I made myself a quick supper. By this time, I am doing almost everything in half-darkness-half light. As I head to bed, I tell myself that I must wake up based on whims and intuition. My alarm that is dependent on the phone won’t be buzzing. Thank goodness I sleep by the road-side. So I can judge when morning has arrived by the intensity of the cars on the road. Time and again, a lonely car passed around that made me awaken thinking I had slept past time.
I finally woke up, showered, dressed up, all done in darkness. Muscle memory is real. How I did all these things in darkness is proof that my IQ is out of this world. Despite advances in artificial intelligence, human stupidity still wins.

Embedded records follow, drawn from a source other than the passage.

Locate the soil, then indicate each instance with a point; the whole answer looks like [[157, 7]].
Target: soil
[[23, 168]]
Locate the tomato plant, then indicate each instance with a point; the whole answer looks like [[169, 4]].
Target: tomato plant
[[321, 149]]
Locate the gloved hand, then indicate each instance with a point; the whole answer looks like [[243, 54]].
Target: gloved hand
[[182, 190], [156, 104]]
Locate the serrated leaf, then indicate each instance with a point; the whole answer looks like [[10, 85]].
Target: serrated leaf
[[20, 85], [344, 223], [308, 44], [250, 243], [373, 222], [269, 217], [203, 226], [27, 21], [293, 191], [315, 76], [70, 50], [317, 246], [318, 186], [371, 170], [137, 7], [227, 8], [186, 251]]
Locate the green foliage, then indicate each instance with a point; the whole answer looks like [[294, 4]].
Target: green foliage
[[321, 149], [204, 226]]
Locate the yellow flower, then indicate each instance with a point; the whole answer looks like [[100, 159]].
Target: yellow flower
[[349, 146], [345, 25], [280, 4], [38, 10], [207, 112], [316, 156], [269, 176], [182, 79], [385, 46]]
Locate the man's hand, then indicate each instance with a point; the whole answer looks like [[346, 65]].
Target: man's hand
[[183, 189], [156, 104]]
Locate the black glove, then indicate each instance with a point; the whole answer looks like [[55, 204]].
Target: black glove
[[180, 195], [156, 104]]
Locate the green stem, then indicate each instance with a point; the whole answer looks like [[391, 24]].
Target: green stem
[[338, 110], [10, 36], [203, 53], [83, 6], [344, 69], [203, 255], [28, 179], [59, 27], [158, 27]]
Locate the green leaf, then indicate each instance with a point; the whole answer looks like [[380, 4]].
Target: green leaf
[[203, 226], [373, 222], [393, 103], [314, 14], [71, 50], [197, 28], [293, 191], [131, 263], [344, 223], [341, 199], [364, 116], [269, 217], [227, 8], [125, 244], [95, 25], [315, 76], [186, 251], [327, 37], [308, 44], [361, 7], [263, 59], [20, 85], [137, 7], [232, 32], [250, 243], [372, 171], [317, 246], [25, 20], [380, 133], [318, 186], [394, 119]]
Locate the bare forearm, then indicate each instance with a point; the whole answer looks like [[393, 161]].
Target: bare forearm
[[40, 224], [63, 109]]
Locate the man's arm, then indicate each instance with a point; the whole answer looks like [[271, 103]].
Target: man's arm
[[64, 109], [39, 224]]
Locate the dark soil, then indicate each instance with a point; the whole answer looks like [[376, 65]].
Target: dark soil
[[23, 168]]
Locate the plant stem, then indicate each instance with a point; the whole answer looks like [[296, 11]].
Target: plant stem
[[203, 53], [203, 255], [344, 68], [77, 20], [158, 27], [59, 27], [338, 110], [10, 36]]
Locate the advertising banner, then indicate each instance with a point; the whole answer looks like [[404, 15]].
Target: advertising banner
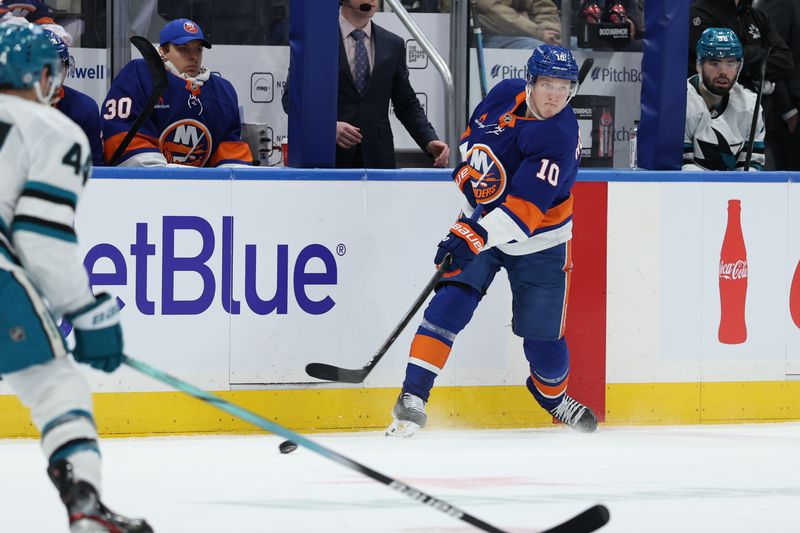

Anyway, as I got to Social Media, I was met with rants and the usual cries. Then a thought finally hit me. Maybe someone was working on this problem throughout the night.
You see, time and again, we forget the daily sacrifices other people make to sustain our lives. Those sacrifices are sometimes or usually more visible in the science fields than the arts.
Let’s suppose that there was a fault at one of the Hydro power plants that resulted in the breakdown. It’s likely there was no more than a given number of technicians and engineers on the night shift. This then implies that in a bid to resolve the fault, other engineers had to be called in from their homes in the wee hours of the night. These men and women abandon their families, spend less time with them, these are all sacrifices they make in order to power our lives. May be sometimes before we complain, we should have it at the back of our minds that somebody has put their lives on the lines to give us this luxury we take for granted.
Let me complain less.
For these engineers, work-life balance will always remain a myth.